Una cinquantina gli artisti emergenti italiani e stranieri – nomi di giovani eccellenti segnalati solo da critici d’arte, maestri affermati, docenti delle Accademia di Belle Arti come quella di Catania - che hanno aderito al progetto della GAF: fra di loro anche tre artisti selezionati da Vittorio Sgarbi per la Biennale di Venezia: Manlio Sacco, Ezio Cicciarella e il rumeno Catalin Pislaru.

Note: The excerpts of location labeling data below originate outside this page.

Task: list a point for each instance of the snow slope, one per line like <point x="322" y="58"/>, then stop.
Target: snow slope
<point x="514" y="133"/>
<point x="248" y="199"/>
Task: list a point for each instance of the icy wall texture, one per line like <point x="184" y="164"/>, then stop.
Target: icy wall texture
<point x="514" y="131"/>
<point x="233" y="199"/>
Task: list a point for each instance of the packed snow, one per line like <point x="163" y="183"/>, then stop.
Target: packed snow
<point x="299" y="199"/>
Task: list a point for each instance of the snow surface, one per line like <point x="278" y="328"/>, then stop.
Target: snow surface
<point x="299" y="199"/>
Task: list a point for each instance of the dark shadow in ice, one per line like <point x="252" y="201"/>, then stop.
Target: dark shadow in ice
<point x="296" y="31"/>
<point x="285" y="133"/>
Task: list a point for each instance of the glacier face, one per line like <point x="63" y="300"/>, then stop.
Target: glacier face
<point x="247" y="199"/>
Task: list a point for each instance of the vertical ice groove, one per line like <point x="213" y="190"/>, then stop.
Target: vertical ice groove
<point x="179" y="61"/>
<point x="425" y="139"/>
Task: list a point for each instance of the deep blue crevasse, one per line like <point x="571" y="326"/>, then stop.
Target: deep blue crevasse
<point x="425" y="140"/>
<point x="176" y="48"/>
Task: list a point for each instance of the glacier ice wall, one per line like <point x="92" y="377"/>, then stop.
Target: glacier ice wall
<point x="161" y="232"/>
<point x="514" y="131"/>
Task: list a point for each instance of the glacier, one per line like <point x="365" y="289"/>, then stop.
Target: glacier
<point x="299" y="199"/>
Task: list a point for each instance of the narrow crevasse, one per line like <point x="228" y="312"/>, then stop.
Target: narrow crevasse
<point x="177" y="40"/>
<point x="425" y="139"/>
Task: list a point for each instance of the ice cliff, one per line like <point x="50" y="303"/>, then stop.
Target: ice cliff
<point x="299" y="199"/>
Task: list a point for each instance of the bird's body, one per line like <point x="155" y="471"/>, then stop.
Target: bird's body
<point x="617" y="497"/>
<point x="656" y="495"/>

Ogni artista segnalato alla GAF proporrà una mostra personale nei luoghi deputati disseminati in tutta la città. Un grande evento corale che per la prima volta riunisce e mette in rete – al servizio degli artisti più promettenti del panorama internazionale - tutte le realtà culturali del territorio: per quattro giorni infatti musei, gallerie e associazioni culturali condivideranno il cartellone del GAF unificando orari (prolungati per tutti fino alle 22) e servizi. Un sistema di offerta culturale diffusa che, grazie a una pratica mappa degli spazi espositivi, consentirà a tutti i visitatori – collezionisti, galleristi, appassionati e naturalmente i viaggiatori di passaggio nella ormai celebre Val di Noto il cui Barocco è dichiarato dall’Unesco Patrimonio dell’Umanità – di costruire itinerari d’arte su misura tra l’antico e il contemporaneo: pittura, scultura, video, fotografia e installazioni fra gli scorci di barocco, godendo della meravigliosa natura siciliana che in questa stagione è generosa di colori e profumi mediterranei.

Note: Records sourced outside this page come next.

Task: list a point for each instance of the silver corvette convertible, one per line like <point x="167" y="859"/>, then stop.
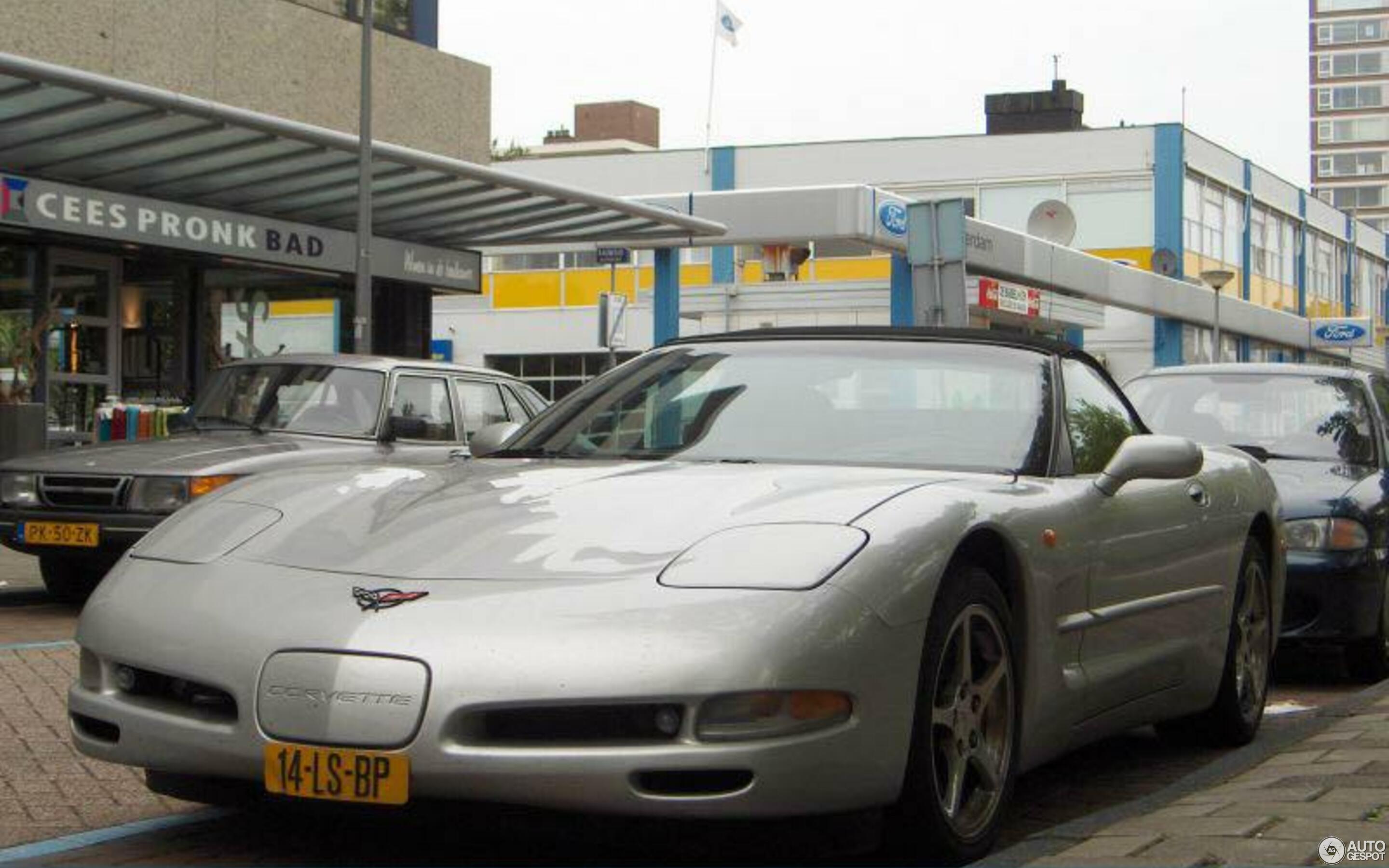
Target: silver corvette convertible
<point x="760" y="574"/>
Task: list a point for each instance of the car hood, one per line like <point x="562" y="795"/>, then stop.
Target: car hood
<point x="541" y="520"/>
<point x="193" y="453"/>
<point x="1313" y="488"/>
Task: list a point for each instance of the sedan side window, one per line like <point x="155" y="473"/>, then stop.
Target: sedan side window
<point x="482" y="405"/>
<point x="1095" y="417"/>
<point x="515" y="407"/>
<point x="425" y="398"/>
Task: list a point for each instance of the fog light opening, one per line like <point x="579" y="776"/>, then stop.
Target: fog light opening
<point x="99" y="731"/>
<point x="769" y="714"/>
<point x="696" y="782"/>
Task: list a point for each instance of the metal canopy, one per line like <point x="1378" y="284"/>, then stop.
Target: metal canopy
<point x="91" y="130"/>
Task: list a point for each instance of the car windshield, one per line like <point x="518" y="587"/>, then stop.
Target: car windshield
<point x="305" y="399"/>
<point x="1323" y="419"/>
<point x="838" y="402"/>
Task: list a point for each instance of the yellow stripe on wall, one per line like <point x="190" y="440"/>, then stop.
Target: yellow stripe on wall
<point x="303" y="307"/>
<point x="526" y="289"/>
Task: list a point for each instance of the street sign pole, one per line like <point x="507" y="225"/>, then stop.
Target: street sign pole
<point x="612" y="292"/>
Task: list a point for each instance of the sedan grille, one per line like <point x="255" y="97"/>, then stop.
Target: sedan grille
<point x="84" y="492"/>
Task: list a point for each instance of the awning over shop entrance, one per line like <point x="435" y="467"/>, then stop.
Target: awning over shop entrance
<point x="100" y="133"/>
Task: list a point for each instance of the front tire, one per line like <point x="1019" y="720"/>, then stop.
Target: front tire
<point x="1369" y="660"/>
<point x="70" y="580"/>
<point x="1233" y="720"/>
<point x="960" y="769"/>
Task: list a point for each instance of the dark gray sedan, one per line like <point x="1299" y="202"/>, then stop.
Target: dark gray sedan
<point x="78" y="510"/>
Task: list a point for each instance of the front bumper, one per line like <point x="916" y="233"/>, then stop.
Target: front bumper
<point x="119" y="531"/>
<point x="1333" y="596"/>
<point x="662" y="646"/>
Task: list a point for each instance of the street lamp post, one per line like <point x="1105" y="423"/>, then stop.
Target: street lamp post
<point x="362" y="342"/>
<point x="1217" y="280"/>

Dal centro storico ai tre colli, tutti gli spazi espositivi pubblici e privati della città di Scicli accoglieranno i cinquanta artisti: dalle piazze “salotto” ai colli San Matteo e della Croce che ne disegnano il pittoresco paesaggio. Villa Penna, posta su una delle alture di Scicli, ospiterà poi il 5 giugno l’evento finale durante il quale critici d’arte, rappresentanti istituzionali del territorio, operatori del settore e gli stessi artisti discuteranno su cosa significa “fare arte” oggi in Sicilia.

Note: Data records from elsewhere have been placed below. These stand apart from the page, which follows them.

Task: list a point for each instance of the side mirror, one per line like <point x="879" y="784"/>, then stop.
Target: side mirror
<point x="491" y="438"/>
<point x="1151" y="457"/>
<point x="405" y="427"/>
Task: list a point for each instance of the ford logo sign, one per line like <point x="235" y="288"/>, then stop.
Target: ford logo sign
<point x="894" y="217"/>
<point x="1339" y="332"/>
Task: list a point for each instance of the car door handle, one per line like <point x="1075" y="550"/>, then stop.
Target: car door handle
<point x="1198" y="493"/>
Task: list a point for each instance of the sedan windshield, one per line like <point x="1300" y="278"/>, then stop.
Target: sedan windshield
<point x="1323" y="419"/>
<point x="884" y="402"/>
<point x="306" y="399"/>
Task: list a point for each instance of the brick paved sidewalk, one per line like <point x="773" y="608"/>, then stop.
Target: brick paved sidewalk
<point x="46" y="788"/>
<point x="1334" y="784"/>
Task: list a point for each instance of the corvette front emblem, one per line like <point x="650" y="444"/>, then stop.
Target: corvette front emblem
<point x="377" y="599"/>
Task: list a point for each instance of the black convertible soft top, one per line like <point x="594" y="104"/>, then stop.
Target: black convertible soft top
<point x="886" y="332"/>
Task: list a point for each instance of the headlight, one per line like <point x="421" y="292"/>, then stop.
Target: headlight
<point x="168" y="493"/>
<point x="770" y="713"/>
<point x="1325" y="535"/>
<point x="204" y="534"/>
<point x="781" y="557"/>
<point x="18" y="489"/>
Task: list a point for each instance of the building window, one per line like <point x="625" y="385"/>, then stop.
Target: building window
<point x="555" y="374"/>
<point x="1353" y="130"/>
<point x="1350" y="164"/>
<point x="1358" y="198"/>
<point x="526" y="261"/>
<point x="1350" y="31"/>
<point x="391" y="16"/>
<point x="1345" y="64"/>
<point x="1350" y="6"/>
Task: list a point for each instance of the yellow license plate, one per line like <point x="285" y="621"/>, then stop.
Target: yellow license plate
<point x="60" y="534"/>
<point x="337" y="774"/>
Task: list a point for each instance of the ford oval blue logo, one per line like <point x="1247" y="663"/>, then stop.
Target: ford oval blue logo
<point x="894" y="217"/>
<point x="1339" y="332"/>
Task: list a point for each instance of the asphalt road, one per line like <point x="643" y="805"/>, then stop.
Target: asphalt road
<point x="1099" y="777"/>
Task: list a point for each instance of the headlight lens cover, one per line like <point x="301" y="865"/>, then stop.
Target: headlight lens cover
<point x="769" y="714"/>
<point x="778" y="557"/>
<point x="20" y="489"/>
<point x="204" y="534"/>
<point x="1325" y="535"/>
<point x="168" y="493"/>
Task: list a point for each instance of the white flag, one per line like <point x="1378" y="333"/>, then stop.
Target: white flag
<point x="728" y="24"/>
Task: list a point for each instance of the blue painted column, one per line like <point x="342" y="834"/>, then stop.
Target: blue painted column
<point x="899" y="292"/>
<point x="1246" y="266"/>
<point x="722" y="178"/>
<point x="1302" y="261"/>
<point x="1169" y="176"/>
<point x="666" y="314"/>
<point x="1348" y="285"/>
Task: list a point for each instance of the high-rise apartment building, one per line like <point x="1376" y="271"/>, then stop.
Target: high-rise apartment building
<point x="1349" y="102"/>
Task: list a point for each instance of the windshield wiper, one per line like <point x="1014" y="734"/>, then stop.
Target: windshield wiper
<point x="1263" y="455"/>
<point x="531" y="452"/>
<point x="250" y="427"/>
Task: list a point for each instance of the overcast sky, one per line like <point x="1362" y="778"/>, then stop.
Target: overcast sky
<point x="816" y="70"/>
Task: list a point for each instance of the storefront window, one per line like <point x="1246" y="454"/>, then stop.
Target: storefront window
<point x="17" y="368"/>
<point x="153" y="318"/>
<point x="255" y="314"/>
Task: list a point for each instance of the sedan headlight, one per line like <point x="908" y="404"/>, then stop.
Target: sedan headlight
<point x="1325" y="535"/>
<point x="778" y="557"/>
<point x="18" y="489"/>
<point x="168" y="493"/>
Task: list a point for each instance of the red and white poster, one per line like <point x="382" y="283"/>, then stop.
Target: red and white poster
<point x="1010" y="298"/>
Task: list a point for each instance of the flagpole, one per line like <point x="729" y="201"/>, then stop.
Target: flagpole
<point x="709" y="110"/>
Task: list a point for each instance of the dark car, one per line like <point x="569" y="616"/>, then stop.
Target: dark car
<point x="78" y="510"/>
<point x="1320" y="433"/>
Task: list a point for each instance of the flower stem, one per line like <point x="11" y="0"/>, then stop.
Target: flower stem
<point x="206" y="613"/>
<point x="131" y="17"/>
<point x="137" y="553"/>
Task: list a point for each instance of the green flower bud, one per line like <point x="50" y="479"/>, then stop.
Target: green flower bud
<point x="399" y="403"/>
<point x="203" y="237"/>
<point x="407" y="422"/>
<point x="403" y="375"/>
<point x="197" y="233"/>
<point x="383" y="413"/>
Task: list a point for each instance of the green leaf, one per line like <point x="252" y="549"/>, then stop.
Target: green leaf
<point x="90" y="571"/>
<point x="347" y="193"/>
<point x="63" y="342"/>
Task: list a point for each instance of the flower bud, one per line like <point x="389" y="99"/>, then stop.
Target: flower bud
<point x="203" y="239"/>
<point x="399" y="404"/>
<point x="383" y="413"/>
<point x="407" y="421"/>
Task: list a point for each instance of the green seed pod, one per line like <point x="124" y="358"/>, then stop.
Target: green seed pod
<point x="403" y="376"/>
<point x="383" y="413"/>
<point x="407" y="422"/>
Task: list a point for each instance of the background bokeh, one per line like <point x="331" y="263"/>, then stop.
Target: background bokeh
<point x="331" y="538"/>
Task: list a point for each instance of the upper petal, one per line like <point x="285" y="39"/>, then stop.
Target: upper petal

In programma un Jazz Party al Convento della Croce (4 giugno ore 22), laboratori d’arte per bambini a cura di Lucia Carbone negli spazi di Chiaroscuro (2-3-4 giugno ore 16.30), itinerari in bici con noleggio gratuito lungo il percorso delle cinquanta mostre personali e sulle colline di Scicli, entrambi a cura del Laboratorio Correnti

La Giovane Arte Fiera di Scicli - organizzata dal Gruppo Asterisco e dal Comune di Scicli in collaborazione con Tecnicamista, il Laboratorio Correnti – nasce con un cuore grande: le quote di partecipazione degli artisti e i contributi dei partner che hanno messo a disposizione gli spazi espositivi saranno in buona parte devoluti all’Associazione Paolo Ferro impegnata nell’assistenza ai disabili e alle loro famiglie.

Alla prima edizione della GAF di Scicli è dedicato anche il Concorso d’arte Olio Santo Spirito promosso dall’azienda dei Fratelli Aprile e intitolato alla pregiatissima produzione di olio extravergine i cui ricavi vengono reinvestiti dagli Aprile in progetti di sviluppo sociale e culturale per Scicli. Il premio sarà assegnato da una giuria di critici e docenti alla migliore opera in concorso.